End of federal relief. Pandemic-era ESSER funds that padded budgets from 2020 through 2024 have expired. Statewide, districts used that money to hire the equivalent of 18,000 additional full-time employees between 2019 and 2025, an 8% headcount increase even as enrollment fell 1%, according to the Edunomics Lab at Georgetown University.
What Cobb has said
Superintendent Chris Ragsdale, who has led the district since 2014, has not publicly detailed how the $6 million reserve draw will affect individual schools or programs.

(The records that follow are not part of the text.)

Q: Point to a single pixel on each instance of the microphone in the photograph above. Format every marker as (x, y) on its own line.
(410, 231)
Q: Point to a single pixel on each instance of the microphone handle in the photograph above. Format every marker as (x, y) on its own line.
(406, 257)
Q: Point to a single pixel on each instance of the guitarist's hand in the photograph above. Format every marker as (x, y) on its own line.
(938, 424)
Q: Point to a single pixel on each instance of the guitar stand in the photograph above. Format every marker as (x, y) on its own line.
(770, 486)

No specific staffing cuts or program reductions have been announced at Walton (2,705 students as of October 2024), Wheeler (2,401), Lassiter (2,005), or Pope (1,793).
For comparison, neighboring Coweta County, a 23,000-student district, eliminated 47 teaching positions through attrition for the new budget year, mostly at the high school level.
"The new reality for most of these districts is going to be declining enrollment," Kyle Wingfield, president and CEO of the Georgia Public Policy Foundation, told the Georgia Recorder.
How families can weigh in
The Cobb County Board of Education meets Thursday, July 23, with a work session open to public comment at 2 p.m. and a full board meeting at 7 p.m. The following meeting is Thursday, August 20, on the same schedule. Board Chair Randy Scamihorn and members Becky Sayler, Leroy Tre Hutchins, David Chastain, John H. Cristadoro, Nichelle A. Davis, and Brad Wheeler oversee the seven-member board. Three seats are on the ballot Tuesday, November 3.